日本では対馬にのみ分布するツシマウラボシシジミというチョウがいる。数年前からにわかに絶滅が噂されるようになり、日本チョウ類保全協会の昨年の機関誌によれば、すでに野生絶滅に近い状態にあるという。原因は食草のヌスビトハギを含む林の下草がシカに食べられてしまったことにある。実際に訪れてみて、対馬の北半分の林からは下草という下草がほぼ消え、シカが嫌う有毒植物のみが繁茂している様子を目の当たりにした。
■シカが下草を食べ尽くし生態系が崩壊
シカが下草を食べつくすことによる森林生態系の崩壊が全国各地で生じている。シカは日本の在来種で、通常の密度で生息していれば問題は生じなかったのだが、増えすぎたことが問題を引き起こす原因になっている。

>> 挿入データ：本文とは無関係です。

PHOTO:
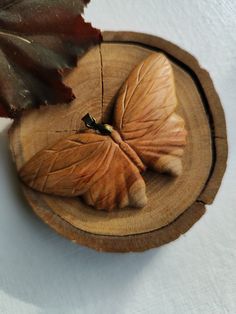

5月の連休頃に山あいの田畑周辺をゆったりと舞うウスバシロチョウもシカの影響を受けている生きもののひとつだ。西日本ではやや山地性となり、食草が平地まで豊富にある地域でも、このチョウは以前から、少し山間部でなければ姿が見られなかった。その理由を解き明かしたくて、十代の終わりころ、兵庫県北部で分布調査に熱中した。その結果、谷間が狭まったところほど下流まで生息していることが分かり、おそらく夏の気温あるいは湿度が分布を制限しているとの推定まではできた。
それから20年。今年5月中旬に兵庫を久々に訪れてみると、ウスバシロチョウはシカがまだ増加していない地域のみで見られ、シカが増えてしまった地域では林の下草さえほとんどなくなって、チョウの姿も消えていた。本来は気候や植生によって成り立っていたチョウの分布が、シカの存在によって左右されるようになってしまっている。
シカの食害による生物多様性の低下は、多くの場所では今世紀に入ってから顕在化したが、全国を見渡せば決して近年に始まったことではない。例えば宮城県の金華山など、小さな島ほど早くから影響が出ていた。